It was the fall of 2012, and Harriette and I were sitting in her living room. Her kitchen had just been certified as a gluten free commercial kitchen, and she’d brought me over her not only to show me what she was doing, but also to try to get me to listen to the message she’d been hinting at with me for months.
I saw Harriette sporadically, usually at dance weekends where her catering business, True Color Cooking, provided us delicious meals with many dietary options. Since she only saw me once in a while, Harriette was the perfect person to notice the physical changes I was going through.
The most frightening part of this was the swelling and arthritis pain in my hands. I couldn’t bend my right thumb at the first joint more than about a quarter of an inch. As a person who literally works with her hands, I had already become scared enough to go to a rheumatologist the January before.
By Christmastime I knew I couldn’t go on like this. I made an appointment with a new, highly rated rheumatologist for the beginning of February. And on New Year’s Eve, bloated and sick and unable to fit in my dress I’d planned to wear, I decided that my New Year’s resolution was going to be to give up gluten.
My wonderful new doctor, Teresa Lawrence-Ford, said she’d heard about gluten intolerance (that was a new thing in 2012 – it was celiac or nothing in the medical establishment) and that the only way to find out if I had celiac was to go back on all that food I’d given up and then have an endoscopy. So, I went on my “Farewell to Gluten” tour. I had Krispy Kremes, and poppyseed scones and hamentashen, and bagels, and rolls…. And within a week I was SO sick that I never wanted to eat any of them ever again.
It was a long road back to health, working with Dr Lawrence-Ford, dietary doctors and integrated medicine physicians to help cure my leaky gut and make sure I was eating what my body needed. But I now remain within my normal weight range, I feel better, and my arthritis bothers me very little.
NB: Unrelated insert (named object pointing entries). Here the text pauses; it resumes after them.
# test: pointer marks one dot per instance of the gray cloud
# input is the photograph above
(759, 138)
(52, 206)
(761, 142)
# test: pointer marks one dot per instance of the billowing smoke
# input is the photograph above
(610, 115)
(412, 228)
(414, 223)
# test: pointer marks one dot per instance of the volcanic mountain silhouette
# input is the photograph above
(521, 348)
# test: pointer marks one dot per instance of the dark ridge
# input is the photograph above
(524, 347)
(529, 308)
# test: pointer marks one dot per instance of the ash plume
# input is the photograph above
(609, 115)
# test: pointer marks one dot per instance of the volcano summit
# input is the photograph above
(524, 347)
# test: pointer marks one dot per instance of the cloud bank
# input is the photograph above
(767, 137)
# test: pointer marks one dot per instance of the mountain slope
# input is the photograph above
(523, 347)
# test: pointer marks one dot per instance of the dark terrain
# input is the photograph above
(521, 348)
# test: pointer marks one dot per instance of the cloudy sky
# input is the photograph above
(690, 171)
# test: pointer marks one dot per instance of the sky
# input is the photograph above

In terms of giving up an addictive habit, I don’t think there’s anything to do other than go cold turkey, as hard and unpleasant as that is. When my body craved bread, I had to learn to find ways to pause and listen to what else my body might like to eat that would be healthier for me. I also had to learn to say “no” to myself. Now, I’ll never go back to eating wheat. We’ll probably never know if it’s gluten itself, the protein gliadin created by hybridization of wheat, or side effects of pesticides, but whatever it is, I don’t need it in my body.
My healing here was both physical and mental. I wasn’t crazy, I was really sick. I had to be my own body detective to figure it out, and then find the right doctors to help me. I will always be grateful to Harriette for opening up my eyes and suggesting what turned out to be my solution.
Have you had to address habits that are harming you?
How did you do it?
Have you considered becoming your own “Body Detective?”